Para tener una vida más plena, ama a todos, confía en unos pocos y no le hagas mal a nadie. Con esto, no solo vivirás mejor contigo mismo, sino que sembrarás bien, para cosechar bien.

Ama a todos

No debemos hacer acepción de personas, es decir, no debemos tratar a unos mejor que a otros solo por conveniencia. Integridad también es ser igual con todas las personas.

Seguramente a lo largo de nuestra vida hemos desarrollado afectos especiales por nuestra familia y amigos más cercanos, pero lo que este dicho nos enseña es que no debemos cultivar odio por nadie, sino entregar nuestro amor a todos sin discriminación.

No te esfuerces por cultivar rencillas, por alargar discusiones ni por excluir a ciertas personas. Ama sin discriminación, y si alguien comete una falta contra ti, perdona.

No hagas de tu corazón una prisión de rencores y de odios, pues es el amor el que nos impulsa a ser mejores y nos mantiene enfocados y saludables.

Confía en unos pocos

Pero amar a todos sin discriminación no implica que les des a todos las llaves de tu corazón y confíes a ciegas. Recuerda que tu corazón es el centro de tus emociones y alberga todo lo que eres, por lo que debes cuidarlo como si se tratara de un templo sagrado, solo los dignos pueden entrar.

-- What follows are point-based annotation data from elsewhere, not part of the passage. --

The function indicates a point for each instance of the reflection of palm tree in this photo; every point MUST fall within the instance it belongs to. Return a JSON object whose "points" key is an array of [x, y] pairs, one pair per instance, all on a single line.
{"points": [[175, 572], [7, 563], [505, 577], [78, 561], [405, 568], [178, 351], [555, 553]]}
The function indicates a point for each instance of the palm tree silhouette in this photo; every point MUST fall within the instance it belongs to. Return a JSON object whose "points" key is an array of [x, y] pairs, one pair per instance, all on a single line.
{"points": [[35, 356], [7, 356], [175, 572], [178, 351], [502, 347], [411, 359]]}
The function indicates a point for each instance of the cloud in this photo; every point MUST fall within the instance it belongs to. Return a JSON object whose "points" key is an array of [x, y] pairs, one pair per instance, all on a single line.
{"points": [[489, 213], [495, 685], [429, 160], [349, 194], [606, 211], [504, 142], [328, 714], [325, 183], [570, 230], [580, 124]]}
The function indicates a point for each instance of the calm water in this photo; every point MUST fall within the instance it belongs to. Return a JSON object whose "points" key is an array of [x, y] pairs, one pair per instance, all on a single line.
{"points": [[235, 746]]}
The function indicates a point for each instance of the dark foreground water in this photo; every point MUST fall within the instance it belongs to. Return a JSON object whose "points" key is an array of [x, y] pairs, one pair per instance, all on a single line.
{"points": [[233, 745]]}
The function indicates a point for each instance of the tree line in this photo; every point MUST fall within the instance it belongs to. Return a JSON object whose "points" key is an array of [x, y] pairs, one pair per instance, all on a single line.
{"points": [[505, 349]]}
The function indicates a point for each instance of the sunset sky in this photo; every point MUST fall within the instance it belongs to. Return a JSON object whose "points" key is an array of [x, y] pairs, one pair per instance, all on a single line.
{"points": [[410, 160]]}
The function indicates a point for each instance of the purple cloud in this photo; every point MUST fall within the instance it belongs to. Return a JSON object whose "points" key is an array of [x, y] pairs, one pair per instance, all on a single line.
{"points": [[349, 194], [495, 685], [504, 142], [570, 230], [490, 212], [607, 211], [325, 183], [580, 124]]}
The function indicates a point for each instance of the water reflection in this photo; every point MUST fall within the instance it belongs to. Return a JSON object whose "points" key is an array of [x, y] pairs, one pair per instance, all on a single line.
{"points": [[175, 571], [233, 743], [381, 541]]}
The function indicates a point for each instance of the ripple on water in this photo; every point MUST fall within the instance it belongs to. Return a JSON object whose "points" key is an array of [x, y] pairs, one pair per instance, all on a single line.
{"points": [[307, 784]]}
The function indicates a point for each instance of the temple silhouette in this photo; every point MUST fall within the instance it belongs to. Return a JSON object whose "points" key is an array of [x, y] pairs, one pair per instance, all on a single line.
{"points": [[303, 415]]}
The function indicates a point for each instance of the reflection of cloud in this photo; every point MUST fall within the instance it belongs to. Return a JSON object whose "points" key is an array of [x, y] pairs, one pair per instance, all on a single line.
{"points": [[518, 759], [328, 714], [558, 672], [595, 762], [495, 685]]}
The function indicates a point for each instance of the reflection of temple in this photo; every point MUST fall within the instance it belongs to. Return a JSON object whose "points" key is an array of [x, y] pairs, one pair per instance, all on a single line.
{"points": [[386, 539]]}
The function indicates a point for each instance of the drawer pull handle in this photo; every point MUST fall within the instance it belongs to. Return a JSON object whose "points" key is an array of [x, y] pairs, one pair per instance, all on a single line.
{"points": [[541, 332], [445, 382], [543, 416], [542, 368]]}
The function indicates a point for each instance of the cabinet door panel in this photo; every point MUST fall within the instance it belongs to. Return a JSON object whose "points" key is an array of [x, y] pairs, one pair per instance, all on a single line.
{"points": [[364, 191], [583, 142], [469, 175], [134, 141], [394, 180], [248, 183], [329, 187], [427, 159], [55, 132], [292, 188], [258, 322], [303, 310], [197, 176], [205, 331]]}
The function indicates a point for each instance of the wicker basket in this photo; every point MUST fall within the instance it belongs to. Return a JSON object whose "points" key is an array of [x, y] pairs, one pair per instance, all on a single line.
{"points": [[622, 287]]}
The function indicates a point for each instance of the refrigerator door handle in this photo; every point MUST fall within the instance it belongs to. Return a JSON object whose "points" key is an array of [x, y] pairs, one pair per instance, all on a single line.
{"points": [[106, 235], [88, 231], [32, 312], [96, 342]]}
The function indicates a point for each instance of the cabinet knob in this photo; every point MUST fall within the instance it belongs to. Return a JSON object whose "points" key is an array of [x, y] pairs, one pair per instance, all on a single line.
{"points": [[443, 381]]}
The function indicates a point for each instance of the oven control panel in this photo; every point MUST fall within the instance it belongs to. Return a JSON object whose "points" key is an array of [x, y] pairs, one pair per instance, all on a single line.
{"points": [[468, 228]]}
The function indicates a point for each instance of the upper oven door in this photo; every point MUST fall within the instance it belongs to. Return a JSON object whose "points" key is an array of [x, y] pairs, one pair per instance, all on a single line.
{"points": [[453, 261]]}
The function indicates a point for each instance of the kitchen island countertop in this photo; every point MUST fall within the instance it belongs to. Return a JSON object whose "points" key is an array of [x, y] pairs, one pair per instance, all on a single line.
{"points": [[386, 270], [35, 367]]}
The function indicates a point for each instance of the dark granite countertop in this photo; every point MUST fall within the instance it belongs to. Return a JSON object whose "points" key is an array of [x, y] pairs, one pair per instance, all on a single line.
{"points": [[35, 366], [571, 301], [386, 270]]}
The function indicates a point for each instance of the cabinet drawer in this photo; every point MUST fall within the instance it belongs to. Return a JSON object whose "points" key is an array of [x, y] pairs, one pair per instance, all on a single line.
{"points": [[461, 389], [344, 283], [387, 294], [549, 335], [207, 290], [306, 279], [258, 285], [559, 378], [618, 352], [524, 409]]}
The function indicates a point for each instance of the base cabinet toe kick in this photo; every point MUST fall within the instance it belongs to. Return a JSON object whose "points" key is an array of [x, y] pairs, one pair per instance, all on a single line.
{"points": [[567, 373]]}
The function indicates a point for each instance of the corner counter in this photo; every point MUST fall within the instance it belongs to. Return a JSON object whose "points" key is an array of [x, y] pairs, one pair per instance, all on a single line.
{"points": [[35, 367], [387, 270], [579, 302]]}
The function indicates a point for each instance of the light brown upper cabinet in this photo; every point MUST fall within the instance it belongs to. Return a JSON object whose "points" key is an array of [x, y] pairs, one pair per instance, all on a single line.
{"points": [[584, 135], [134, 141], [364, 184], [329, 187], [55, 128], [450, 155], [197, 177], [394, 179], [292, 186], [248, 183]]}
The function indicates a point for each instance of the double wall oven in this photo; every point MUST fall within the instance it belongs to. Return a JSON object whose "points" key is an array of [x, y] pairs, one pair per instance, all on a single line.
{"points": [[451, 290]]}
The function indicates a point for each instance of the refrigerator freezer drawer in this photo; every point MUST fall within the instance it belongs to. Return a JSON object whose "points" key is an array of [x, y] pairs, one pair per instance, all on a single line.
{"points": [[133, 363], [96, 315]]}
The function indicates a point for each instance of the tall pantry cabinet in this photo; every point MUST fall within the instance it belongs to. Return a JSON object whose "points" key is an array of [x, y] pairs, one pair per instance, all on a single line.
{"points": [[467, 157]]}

Dicen que el amor y la cordura no se la llevan del todo bien, pero quienes piensan de esa manera son los que se sumergen en relaciones tóxicas de las cuales, si logran salir, terminan muy heridos. Se puede amar a través del respeto, la confianza y el trato saludable, por supuesto que se puede amar con cordura, priorizando siempre nuestra salud emocional.

No necesitas estar lleno de atenciones por parte de decenas de personas para sentirte amado. A veces, el amor que necesitamos viene de un grupo de personas muy limitado, ni siquiera con los dedos de una mano podemos contarles.

Por tanto, ama con cordura, trata tu corazón como algo sagrado y solo entrega tu confianza a quien es digno.

No le hagas mal a nadie

No pagues mal por mal ni mucho menos actúes con alevosía. De esa manera cuidarás no sembrar un mal que en el futuro coseches, pues ten en cuenta que todo lo que aquí se hace se paga.

Cuando solo pensamos en el momento, podemos creer que la vida es injusta, los malos se salen con la suya, pero si damos un poco de tiempo, nos daremos cuenta que los giros necesarios siempre ocurren para poner a cada quien en su lugar.

Procura que en el lugar que te pongan en el futuro sea uno muy alto y digno, siembra el bien, no el mal.

Muchas veces nos sentimos orgullosos de nuestra maldad, contamos con especial coraje como insultamos o humillamos a otra persona. Ten cuidado de tu arrogancia, pues Dios no tiene memoria de las personas altivas cuando llegan los momentos difíciles.